Com tanto apoio, nas eleições do ano passado, Meirinha tentou alcançar uma vaga para deputada federal. Esse objetivo, porém, ficou para depois. Como se pode ver, nenhum sonho é alto demais para Meirinha.
‘Fui tratada com total igualdade’
Uma criança com nanismo que convive com outras crianças vai se percebendo aos poucos. A depender de como as pessoas e os familiares lidam com a situação, isso pode ser devastador. Mas, no caso de Meirinha, os primeiros anos de vida foram como os de qualquer criança saudável. 
“Fui criada como uma criança normal, subi em árvore e andei de bicicleta. Fui tratada com total igualdade, da mesma forma que meu irmão e meus primos. Isso me tornou uma mulher segura que sou”.
Além de tudo, Meirinha sempre enxergou na sua condição uma forma de incentivo. “Quando comecei a perceber minha estatura diferenciada, quis mostrar meu potencial. Tudo que as pessoas diziam: ‘Meirinha não pode porque ela é pequena’, eu insistia em fazer. Eu gosto de desafio!”.
Às vezes, quando sofria algum preconceito ou dificuldade, dava lição nos próprios familiares. “Passamos por muitas barras nessa vida, mas ela sempre foi fonte de empenho para motivar todos. Muitas vezes eu e minha mãe sentíamos a dor mais do que ela. Ela mesma falava para a gente deixar quieto”, lembra o irmão, Augusto Jorge, que todos os dias a levava de bicicleta para a escola.

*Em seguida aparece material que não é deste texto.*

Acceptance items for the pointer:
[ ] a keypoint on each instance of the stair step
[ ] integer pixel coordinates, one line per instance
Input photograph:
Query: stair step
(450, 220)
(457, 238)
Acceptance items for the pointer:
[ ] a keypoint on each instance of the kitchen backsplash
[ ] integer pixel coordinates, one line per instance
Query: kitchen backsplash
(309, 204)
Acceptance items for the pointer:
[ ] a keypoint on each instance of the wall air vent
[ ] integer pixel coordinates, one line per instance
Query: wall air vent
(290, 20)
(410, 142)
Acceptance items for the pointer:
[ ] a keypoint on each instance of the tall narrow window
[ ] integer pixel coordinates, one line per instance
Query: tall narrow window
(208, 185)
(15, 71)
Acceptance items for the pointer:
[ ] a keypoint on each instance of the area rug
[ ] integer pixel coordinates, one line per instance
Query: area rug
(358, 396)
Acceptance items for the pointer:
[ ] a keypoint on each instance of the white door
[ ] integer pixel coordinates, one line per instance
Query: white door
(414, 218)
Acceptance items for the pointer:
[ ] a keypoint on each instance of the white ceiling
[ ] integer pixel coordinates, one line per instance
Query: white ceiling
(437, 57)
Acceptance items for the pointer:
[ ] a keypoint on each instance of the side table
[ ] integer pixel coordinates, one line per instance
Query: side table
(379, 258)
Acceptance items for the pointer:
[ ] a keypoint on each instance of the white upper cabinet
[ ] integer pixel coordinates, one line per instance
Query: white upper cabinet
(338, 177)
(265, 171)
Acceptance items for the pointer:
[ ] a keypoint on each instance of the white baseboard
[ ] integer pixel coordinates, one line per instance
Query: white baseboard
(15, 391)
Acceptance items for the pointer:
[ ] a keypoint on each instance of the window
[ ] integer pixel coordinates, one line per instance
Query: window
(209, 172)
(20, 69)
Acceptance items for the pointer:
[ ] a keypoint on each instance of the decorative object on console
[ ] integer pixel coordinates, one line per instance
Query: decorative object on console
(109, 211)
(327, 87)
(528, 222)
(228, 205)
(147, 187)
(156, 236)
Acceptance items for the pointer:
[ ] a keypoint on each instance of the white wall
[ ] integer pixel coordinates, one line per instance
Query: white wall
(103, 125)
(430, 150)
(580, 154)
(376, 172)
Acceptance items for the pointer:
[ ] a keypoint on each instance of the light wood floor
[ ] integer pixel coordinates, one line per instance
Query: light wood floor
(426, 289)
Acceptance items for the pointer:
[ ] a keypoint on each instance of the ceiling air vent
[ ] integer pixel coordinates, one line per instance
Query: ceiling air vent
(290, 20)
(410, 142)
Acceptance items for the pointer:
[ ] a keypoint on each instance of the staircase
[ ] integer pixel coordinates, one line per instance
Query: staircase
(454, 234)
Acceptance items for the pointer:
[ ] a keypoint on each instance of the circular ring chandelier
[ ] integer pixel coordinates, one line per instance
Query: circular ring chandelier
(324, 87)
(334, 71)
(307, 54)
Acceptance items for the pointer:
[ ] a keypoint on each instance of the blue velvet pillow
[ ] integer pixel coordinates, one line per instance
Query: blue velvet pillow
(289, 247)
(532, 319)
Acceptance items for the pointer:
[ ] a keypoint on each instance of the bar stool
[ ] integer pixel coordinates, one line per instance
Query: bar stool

A amiga de infância Poliana Dourado, 35 anos, lembra dos tempos de cursinho pré-vestibular. Meirinha contava com um colega forte que a carregava degraus acima até a sala. Quando ele faltava, era um problema. 
“Tínhamos um colega que a admirava muito e todos os dias subia com ela nos braços. Quando ele faltava, ela subia de dois em dois degraus e parávamos para ela descansar”. 
A adolescência, segundo a própria Meirinha, foi “meio complexa”. “Comecei a perceber que não tinha o lado físico atraente para conquistar. Aí investi na conquista intelectual, amigável. 

“Quando comecei a ir para as festinhas, as baladas, senti que as pessoas queriam, sim, estar comigo. Principalmente porque elas eram contagiadas por minha alegria. Minha alegria impediu que eu tivesse traumas e bloqueios”.